OCEAN CITY — While the effort to develop an offshore wind energy farm just 30 miles off the coast of Ocean City continues to plod steadily forward, a new study released last week suggests offshore wind farms of a considerably greater size than the one proposed off Maryland’s coast could significantly lessen the power and mitigate the damage caused by hurricanes and other major coastal storms.

Late last year, the federal Bureau of Ocean Energy Management (BOEM) announced the lease of Maryland’s designated Wind Energy Area, an 80,000 acre tract of open ocean roughly 10 to 30 miles off the coast of Ocean City would be put out for bid early in 2014. Already, one major player, Virginia-based Dominion Energy, announced its intention to bid on Maryland’s wind energy area and others are expected to soon follow suit.
Just last week, a study released by Stanford University, in partnership with the University of Delaware, suggests offshore wind farms with thousands of turbines, could siphon away the energy from hurricanes and coastal storms and significantly reduce peak wind speeds and lower storm surges. Noted Stanford civil and environmental engineering professor Mark Jacobson conducted the research with the help of University of Delaware professors Cristina Archer and Willett Kempton.

During the study, a computer model simulated the potential impact of a vast offshore wind energy farm stretching for miles on a major hurricane bearing down on the coast. The model simulated Hurricane Sandy in 2012 and Hurricane Katrina in 2005 and determined the presence of a significant wind energy farm off the mid-Atlantic coast and the Gulf coast respectively could have reduced wind speeds by as much as 92 percent and storm surge along the coast of up to 79 percent.

It’s important to note the Stanford study simulated a wind energy farm with thousands of turbines lined up for several miles along the coast. However, the proposed offshore wind energy farm off the coast of Ocean City would likely have less than 100 turbines and possibly as few as 40. However, the study has relevance locally if a vast network of offshore wind energy farms all along the East Coast is considered. Currently, wind energy farm projects in Virginia and Delaware are slightly ahead of Maryland’s proposed project.
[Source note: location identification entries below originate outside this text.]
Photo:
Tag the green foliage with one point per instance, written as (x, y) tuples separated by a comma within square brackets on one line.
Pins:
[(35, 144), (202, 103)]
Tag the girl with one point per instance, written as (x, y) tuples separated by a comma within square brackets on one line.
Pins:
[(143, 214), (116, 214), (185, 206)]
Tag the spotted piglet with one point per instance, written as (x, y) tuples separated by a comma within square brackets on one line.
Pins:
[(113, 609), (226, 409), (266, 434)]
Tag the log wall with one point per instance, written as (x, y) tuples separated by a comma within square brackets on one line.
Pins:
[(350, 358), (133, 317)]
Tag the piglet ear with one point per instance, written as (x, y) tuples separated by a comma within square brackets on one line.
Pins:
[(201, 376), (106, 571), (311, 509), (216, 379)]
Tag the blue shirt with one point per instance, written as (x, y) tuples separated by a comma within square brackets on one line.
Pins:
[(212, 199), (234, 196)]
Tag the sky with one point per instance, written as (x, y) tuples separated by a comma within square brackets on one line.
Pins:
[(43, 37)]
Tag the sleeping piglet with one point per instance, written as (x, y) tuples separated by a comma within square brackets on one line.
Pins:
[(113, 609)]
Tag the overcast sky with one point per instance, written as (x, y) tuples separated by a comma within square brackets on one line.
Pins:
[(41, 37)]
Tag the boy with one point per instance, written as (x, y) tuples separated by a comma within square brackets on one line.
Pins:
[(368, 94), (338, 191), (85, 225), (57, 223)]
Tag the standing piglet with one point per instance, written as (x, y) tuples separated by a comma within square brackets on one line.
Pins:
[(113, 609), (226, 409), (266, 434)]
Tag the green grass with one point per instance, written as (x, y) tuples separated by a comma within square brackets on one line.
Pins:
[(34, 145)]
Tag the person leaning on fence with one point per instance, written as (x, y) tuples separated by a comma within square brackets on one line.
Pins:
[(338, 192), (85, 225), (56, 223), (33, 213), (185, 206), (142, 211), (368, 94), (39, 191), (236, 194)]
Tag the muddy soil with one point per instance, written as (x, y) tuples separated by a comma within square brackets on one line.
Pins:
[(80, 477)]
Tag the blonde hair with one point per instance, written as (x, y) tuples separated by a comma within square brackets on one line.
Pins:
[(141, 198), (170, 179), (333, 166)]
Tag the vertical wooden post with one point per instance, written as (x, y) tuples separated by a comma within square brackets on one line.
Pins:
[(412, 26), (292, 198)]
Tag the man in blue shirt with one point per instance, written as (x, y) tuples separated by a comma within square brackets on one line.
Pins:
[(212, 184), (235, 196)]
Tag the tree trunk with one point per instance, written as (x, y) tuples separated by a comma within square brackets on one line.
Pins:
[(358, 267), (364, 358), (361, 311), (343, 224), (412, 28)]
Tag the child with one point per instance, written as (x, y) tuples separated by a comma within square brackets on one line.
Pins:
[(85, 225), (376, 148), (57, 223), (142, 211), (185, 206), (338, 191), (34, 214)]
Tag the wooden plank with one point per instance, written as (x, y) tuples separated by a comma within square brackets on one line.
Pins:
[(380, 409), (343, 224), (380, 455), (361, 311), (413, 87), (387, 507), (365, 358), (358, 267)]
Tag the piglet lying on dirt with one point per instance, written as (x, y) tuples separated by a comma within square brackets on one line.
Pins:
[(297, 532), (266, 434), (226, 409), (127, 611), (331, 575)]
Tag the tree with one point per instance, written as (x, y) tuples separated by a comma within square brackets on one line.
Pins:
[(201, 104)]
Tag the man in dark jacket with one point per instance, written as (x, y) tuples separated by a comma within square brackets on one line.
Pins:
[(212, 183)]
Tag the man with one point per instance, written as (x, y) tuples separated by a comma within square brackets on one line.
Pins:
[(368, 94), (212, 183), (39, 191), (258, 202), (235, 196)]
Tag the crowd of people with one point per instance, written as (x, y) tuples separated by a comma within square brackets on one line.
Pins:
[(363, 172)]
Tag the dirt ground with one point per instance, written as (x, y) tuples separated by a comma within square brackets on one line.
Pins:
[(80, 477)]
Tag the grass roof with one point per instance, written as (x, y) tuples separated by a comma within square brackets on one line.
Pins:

“We found that when wind turbines are present, they slow down the outer rotation of winds of a hurricane,” said Jacobson. “This feeds back to decrease wave height, which reduces movement of air toward the center of the hurricane, increasing the central pressure, which, in turn, slows the winds of the entire hurricane and dissipates it faster.”

For Hurricane Katrina, the study’s model predicted the presence of a vast offshore wind energy farm off the Gulf Coast would have resulted in a wind speed reduction of as high was 98 miles per hour and a 79-percent decrease in storm surge. The figures generated for Sandy were less pronounced with wind speed reductions of up to 87 miles per hour and storm surge reductions as high as 34 percent.

In the study, Jacobson acknowledged there was some resistance in the U.S. to installing even a few hundred wind turbines, much less than the thousands outlined in the study. However, the environmental and energy efficiency benefits coupled with the added benefit of potential storm force reductions should stimulate future development, he said.

“The turbines will also reduce damage if a hurricane comes through,” he said. “These factors, each on their own, reduce the cost to society of offshore turbines and should be sufficient to motivate their development.”